By Dr Minh Alexander NHS whistleblower and former consultant psychiatrist, 9 January 2020
The government’s response in the last five years to the embarrassment of repeated NHS whistleblower scandals has been to spin, spin and spin some more.
There is a copious trail of failure by the National Guardian and her Office, which demonstrates arbitrariness and a bias to protecting the powerful, at the expense of safety culture and patients.
One of the National Guardian’s most serious failures is her resistance to helping ensure redress for harmed whistleblowers.
Some have been ruined after refusals by the National Guardian and her Office to intervene and challenge the detriment that they have suffered.
Poor handling of patient safety concerns has also been kicked into the long grass, because the National Guardian decided to reject referrals from whistleblowers if there are any outstanding employment processes, importantly including litigation. The latter can drag on for years.
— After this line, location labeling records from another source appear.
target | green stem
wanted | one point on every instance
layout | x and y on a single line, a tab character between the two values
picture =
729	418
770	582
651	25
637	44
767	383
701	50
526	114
“11. If I submit a case review referral, will the NGO definitely review my case?
The NGO will not review cases where:
• There is a police or fraud investigation
• There are outstanding decisions to be made in the case, such as an on-going employment tribunal
• There are practical barriers to the review, for instance where the matter relates to historic issues and appropriate evidence may not be available
• Where the available information suggests that minimal learning will be obtained by undertaking a review”
This is a ludicrous position. It allows ongoing harm both to whistleblowers and patients. It also sets up the excuse for another exclusion criterion – diminished relevance and limited scope for learning, based on arguments about the passage of time and turnover of key managers. In other words, defend and delay.
Contradicting this strategy of prolonged non-intervention, the National Guardian’s Office in fact promised in 2017 to recommend the reinstatement of unfairly sacked whistleblowers. But there has been no obvious sign that it has actually done so in the intervening years:
Andrew Smith’s whistleblowing case at Mid Essex Hospital Services NHS Trust
Andrew Smith was a clinician, Gulf veteran and trade union representative who fell foul of Mid Essex Hospital Services NHS Trust just for doing his job as a rep.
In particular, the trust – which has a history of proven financial irregularities – objected to his pursuit of concerns that recruitment and retention premia payments had been wrongly withheld from frontline staff.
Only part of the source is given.